Ces bribes de souvenirs d’enfance seraient anecdotiques si elles ne marquaient pas une rupture forte avec sa vie d’avant. Niky a aujourd’hui 21 ans. Elle espère un jour devenir dentiste. Un destin bien loin de celui qui aurait pu l’attendre.

Originaires d’Haïti, ses parents sont venus en France, espérant y avoir une meilleure vie. La jeune femme n’a pas le souvenir de maltraitances, mais sait que son père et sa mère, avec lesquels elle n’est plus en contact, souffrent de lourds problèmes psychiatriques. Elle raconte avoir grandi dans un cadre de vie précaire, logeant souvent à l’hôtel ou chez des connaissances, quand elle n’était pas à la rue. « Mes parents vivaient de petits boulots non déclarés, ne prenaient pas soin de nous et ne nous apportaient pas beaucoup d’amour.  »

Niky a vécu six mois en foyer avant de rejoindre le village d’enfants SOS de Persan. Avec son grand frère et sa grande sœur, respectivement âgés de six et de quatre  ans de plus qu’elle, elle fait partie des premiers enfants accueillis dans ce village SOS qui venait à peine de sortir de terre. À son arrivée, Niky a trouvé auprès d’Isabelle l’affection qui lui avait tant manqué. « Et puis nous avons vu beaucoup de médecins. Nous avons vite compris que les personnes qui nous entouraient voulaient vraiment prendre soin de nous », raconte la future dentiste.

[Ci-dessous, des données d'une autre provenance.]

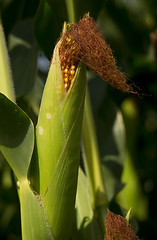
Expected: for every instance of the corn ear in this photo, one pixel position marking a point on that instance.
(58, 136)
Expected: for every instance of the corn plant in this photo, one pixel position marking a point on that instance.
(58, 200)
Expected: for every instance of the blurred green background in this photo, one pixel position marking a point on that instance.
(130, 27)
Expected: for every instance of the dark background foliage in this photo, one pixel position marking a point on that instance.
(32, 29)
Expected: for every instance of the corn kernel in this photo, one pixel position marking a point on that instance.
(66, 70)
(66, 80)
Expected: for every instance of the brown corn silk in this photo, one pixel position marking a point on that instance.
(118, 228)
(83, 42)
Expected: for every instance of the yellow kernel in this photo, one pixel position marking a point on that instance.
(65, 75)
(66, 70)
(72, 67)
(72, 72)
(66, 85)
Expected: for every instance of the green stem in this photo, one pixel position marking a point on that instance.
(71, 10)
(6, 84)
(92, 163)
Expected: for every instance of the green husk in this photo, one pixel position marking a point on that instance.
(58, 136)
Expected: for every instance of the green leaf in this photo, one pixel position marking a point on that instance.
(113, 164)
(34, 220)
(48, 24)
(23, 54)
(16, 137)
(6, 86)
(85, 226)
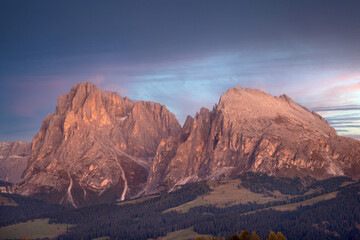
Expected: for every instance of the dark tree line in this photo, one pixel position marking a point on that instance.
(332, 219)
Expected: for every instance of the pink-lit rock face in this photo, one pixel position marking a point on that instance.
(96, 144)
(14, 158)
(249, 130)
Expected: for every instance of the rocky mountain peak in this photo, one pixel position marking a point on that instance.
(96, 143)
(250, 130)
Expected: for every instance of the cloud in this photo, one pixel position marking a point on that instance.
(336, 108)
(97, 80)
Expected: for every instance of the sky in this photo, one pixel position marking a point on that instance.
(180, 53)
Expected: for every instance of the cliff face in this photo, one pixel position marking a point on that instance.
(97, 145)
(250, 130)
(14, 158)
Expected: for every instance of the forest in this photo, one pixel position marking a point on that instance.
(336, 218)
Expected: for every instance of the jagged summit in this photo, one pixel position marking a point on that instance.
(250, 130)
(96, 143)
(98, 146)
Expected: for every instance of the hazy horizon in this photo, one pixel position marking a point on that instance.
(182, 54)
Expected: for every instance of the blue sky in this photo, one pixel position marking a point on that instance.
(183, 54)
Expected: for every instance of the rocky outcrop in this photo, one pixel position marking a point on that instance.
(97, 145)
(249, 130)
(14, 157)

Niky n’a eu qu’une seule éducatrice familiale, aujourd’hui retraitée, qu’elle considère « comme sa mère ». « Isabelle était aimante, mais c’était aussi quelqu’un qui savait être ferme quand il le fallait, se souvient la jeune femme. Elle nous a offert un cadre structurant, mais n’avait pas peur de montrer son affection et nous a intégrés à sa vie personnelle. Nous connaissons ses enfants, qui venaient souvent au village. Je continue à la voir régulièrement ; c’est quelqu’un d’important pour moi. »

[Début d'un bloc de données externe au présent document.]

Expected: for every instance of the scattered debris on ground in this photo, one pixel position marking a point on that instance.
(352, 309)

CELLE QUE JE SUIS AUJOURD’HUI

La loyauté, le respect et la fraternité sont les grandes valeurs que Niky a héritées de sa mère SOS. « Elle était très ouverte d’esprit. Elle venait du nord de la France, moi, d’Haïti, et les enfants de l’autre fratrie, du Bangladesh. Nous nous sommes enrichis de nos trois cultures respectives. Isabelle nous cuisinait des quiches au maroilles, mais nous allions également dans les marchés africains de Château Rouge, à Paris, pour découvrir des aliments qui étaient, pour elle aussi, plus « exotiques ». »

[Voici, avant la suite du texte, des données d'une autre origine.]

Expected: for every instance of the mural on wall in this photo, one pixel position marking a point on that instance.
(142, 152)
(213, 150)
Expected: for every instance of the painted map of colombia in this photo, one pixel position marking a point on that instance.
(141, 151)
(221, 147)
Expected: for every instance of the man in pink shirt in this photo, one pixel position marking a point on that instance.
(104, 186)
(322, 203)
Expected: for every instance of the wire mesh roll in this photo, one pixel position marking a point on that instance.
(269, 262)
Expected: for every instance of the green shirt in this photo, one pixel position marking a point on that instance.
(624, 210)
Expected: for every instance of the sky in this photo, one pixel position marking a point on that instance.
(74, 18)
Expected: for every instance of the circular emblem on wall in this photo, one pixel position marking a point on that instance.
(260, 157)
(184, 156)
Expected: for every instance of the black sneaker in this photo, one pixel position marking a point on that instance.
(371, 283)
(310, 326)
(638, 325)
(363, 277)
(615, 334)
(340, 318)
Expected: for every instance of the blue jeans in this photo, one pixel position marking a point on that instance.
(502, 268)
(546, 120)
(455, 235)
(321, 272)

L’éducatrice familiale a également aidé les enfants à se forger leurs propres opinions en les intéressant à l’actualité, aux questions de société, et en encourageant Niky à intégrer l’Espace en village de consultation des jeunes (EVCJ), une instance qui permet aux enfants accueillis par l’association de contribuer à l’amélioration du fonctionnement des villages. Une expérience « extraordinaire », dit-elle, qui l’a aidée à gagner en confiance. « Je sais à présent que si j’étais restée au foyer ou étais repartie vivre chez mes parents, je ne serais pas celle que je suis aujourd’hui : celle qui étudie, qui a des projets de vie… »

Niky a quitté la maison familiale de Persan à ses 18 ans, bac en poche, pour commencer ses études à Paris. Elle, qui a toujours été bonne élève, suit un double cursus : une licence Santé et société et une mineure Accès santé qui lui permettra d’intégrer les filières médicales de l’Université de Paris. Elle vit dans un appartement du Crous de Paris. Elle s’était préparée à cette indépendance, mais reconnaît qu’elle rencontre encore aujourd’hui des difficultés pour gérer parfaitement son budget ou effectuer certaines démarches administratives. « Mais le plus compliqué, c’est peut-être la solitude. Nous passons d’une vie entourée d’enfants et d’adultes à une vie en solo ; ce n’est pas simple. » Pour accompagner les jeunes dans cette phase de transition, l’association dispose d’une politique d’accompagnement des jeunes. Elle permet de les soutenir dans leurs projets, d’être là pour eux en cas de difficulté et de s’engager à ce qu’aucun d’entre eux ne quitte le village sans solution adaptée.

La jeune femme s’accroche, portée par son objectif de devenir un jour pédodontiste, autrement dit chirurgien-dentiste spécialiste des soins aux enfants. « J’aimerais aussi être dentiste référente en protection de l’enfance. Je sais que le suivi médical est difficile à mettre en place pour les enfants confiés. J’aimerais beaucoup prendre ma part pour améliorer cela.»